8. Establish Ownership First
Every tool or solution in an organization must usually have a designated owner responsible for its operation, adoption, and continuous improvement. Generally speaking, the more complex the tool, the more essential this ownership becomes.
In many cases, AppSec tools are purchased by a CISO or security team, only to be abandoned later due to unclear ownership. To prevent this, clear ownership should be assigned before buying a solution, not afterward, and be participated in the selection process.
9. Define Selection Criteria
Before choosing an expensive, large tool, set clear criteria (must-have, should-have, nice-to-have) that are Before choosing an expensive, large tool, set clear criteria (must-have, should-have, nice-to-have) that are important to different stakeholders. This helps compare tools more effectively. Group criteria in categories, each with its own rating.
I personally find primarily rating the following three aspects very helpful:
- Cost of licenses, roll-out, and operation
- Integration into the dev and runtime environment
- Value of findings and their handling
Avoid overwhelming yourself with too many non-critical criteria that could distort the comparison process. Start by creating a shortlist of tools and assess only the top candidates more thoroughly.

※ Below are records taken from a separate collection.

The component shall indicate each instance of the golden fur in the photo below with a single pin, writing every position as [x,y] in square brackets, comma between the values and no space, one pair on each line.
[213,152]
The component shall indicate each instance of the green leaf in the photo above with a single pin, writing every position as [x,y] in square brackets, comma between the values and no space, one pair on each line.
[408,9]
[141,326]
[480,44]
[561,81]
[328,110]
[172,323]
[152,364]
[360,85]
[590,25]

10. Evaluate Tools in a POC
Don’t choose a new tool, commercial or open-source, just because of recommendations or rankings. A tool that’s suitable for one organization might not be the right fit for another. That’s why every tool should be carefully evaluated before you start using it, whether it’s free or paid.
Evaluate tools with your security team first, and then run a Proof of Concept (POC) of selected candidates with one or two dev teams. During the POC, check how well the tool integrates into your dev environment and workflows. Most importantly, set clear expectations for the POC before you begin: decide what success looks like and ensure everyone agrees on the goals.
Conclusion
Choosing the right AppSec tool requires a careful, ideally strategic, approach. This is true for expensive commercial tools, but also for free ones, as they can still require substantial resources for integration, operation, and of course managing findings.
Focus on understanding and covering the capabilities your organization needs, not just tools. Prioritize tools that add real value and that your developers like working with, in case they are expected to. Evaluate new tools carefully to ensure they meet your expectations and do not waste your resources.
New tools don’t necessarily mean more tools. For instance, you may add a lot of value by replacing a bad SCA tool with one that produces much better findings. Also, solutions like ASPM can help consolidate and reduce your existing toolset. However, sometimes the best approach is to avoid adding a new tool altogether and instead focus on maximizing the value of the tools already in use, for example, by refining the underlying processes first.